The judges like the social workers are a big part of the problem of why Los Angeles has the largest child welfare system in the world. However, no one wants to admit that or has the power to change them. Parents that step into the children’s court front doors for the first time must know of their 170.6 options. Parents on their first day of court that do not show up with a private attorney (like me) are given court appointed attorneys. These attorneys regularly do not advise their clients of their 170.6 rights. I know this because I worked there for four years. When you walk into court for the first time make sure to ask your court appointed attorney about your judge and your options of getting a better one. Although, I lost this 170.6 battle, I have filed many 170.6 challenges that have resulted in kids going to one of the few decent and fair judges in the building and back home to their parents on the first hearing after a warrant was signed. If you are stepping into the Edmund D. Edelman Children’s Court for the first time and using a court appointed lawyer, make sure to have the 170.6 conversation. Otherwise, you may not be informed that your judge is nothing more than an old rubberstamp of the social worker’s recommendations more interested in clearing their calendar for the day than stepping up for children. If you are unable to build a rapport with your social worker and stuck with a bad judge it is a recipe for disaster.
CCP 170.6
170.6. (a) (1) A judge, court commissioner, or referee of a superior court of the State of California shall not try a civil or criminal action or special proceeding of any kind or character nor
hear any matter therein that involves a contested issue of law or fact when it is established as provided in this section that the judge or court commissioner is prejudiced against a party
or attorney or the interest of a party or attorney appearing in the action or proceeding.

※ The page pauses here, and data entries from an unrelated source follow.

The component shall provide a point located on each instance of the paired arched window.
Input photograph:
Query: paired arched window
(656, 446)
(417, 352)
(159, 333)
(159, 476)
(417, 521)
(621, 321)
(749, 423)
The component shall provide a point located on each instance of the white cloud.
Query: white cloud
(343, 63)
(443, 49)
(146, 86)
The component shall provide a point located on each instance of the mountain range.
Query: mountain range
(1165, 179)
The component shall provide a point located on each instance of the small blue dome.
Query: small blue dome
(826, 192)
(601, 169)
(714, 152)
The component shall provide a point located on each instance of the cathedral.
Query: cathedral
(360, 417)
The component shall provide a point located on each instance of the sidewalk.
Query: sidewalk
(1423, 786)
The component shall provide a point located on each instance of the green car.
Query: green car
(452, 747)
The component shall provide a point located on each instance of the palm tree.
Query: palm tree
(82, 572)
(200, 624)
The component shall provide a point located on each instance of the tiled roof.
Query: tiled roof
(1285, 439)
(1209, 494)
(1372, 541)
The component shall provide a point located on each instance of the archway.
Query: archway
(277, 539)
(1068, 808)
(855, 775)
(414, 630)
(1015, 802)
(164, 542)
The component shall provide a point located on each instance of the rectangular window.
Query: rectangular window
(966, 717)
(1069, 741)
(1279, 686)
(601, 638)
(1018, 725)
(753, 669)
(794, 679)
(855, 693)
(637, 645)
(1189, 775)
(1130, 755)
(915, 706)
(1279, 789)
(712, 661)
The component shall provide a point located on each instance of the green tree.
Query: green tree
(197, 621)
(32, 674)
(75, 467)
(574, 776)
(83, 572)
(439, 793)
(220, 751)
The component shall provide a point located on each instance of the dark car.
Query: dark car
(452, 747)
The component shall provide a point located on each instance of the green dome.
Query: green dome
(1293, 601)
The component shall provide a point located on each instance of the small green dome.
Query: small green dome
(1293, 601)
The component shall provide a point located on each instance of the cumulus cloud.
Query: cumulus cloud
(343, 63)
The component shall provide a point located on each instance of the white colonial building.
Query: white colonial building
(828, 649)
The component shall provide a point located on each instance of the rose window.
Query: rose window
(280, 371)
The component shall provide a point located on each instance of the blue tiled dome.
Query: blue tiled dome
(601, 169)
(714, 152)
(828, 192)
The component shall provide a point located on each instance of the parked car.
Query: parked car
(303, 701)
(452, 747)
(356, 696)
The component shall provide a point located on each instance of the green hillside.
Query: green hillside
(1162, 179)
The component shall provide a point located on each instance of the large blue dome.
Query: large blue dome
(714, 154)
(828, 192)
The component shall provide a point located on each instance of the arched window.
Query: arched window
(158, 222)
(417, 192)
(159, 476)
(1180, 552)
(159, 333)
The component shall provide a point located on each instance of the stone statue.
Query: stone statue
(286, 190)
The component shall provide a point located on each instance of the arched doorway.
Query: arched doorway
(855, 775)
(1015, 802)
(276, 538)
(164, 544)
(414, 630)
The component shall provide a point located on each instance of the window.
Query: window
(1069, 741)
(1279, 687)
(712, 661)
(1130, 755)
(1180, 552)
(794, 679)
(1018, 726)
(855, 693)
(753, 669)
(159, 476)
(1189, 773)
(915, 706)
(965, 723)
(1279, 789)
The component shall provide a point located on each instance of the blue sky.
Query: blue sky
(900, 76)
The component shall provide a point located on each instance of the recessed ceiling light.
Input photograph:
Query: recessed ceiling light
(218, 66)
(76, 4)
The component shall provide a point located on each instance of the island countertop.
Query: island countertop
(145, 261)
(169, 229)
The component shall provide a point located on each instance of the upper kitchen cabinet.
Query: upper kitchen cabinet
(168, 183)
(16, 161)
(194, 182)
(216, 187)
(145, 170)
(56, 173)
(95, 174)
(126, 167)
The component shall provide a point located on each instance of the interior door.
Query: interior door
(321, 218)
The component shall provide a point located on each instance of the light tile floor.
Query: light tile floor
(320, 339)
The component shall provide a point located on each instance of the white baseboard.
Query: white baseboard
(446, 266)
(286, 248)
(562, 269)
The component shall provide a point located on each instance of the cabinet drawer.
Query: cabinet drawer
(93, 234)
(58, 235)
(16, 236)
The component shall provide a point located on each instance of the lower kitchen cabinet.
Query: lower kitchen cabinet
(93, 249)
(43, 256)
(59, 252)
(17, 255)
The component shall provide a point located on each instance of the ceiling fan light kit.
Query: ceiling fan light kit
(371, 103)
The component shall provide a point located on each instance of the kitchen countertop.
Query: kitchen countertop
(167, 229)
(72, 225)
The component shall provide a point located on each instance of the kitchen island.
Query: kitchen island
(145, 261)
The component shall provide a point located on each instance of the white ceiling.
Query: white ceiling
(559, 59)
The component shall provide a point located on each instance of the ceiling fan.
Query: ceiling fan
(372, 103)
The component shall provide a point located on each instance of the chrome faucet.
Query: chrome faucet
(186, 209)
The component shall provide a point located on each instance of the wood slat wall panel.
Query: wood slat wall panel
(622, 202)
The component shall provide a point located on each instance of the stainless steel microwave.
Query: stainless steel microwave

(2) A party to, or an attorney appearing in, an action or proceeding may establish this prejudice by an oral or written motion without prior notice supported by affidavit or declaration
under penalty of perjury, or an oral statement under oath, that the judge, court commissioner, or referee before whom the action or proceeding is pending, or to whom it is assigned, is
prejudiced against a party or attorney, or the interest of the party or attorney, so that the party or attorney cannot, or believes that he or she cannot, have a fair and impartial trial or
hearing before the judge, court commissioner, or referee.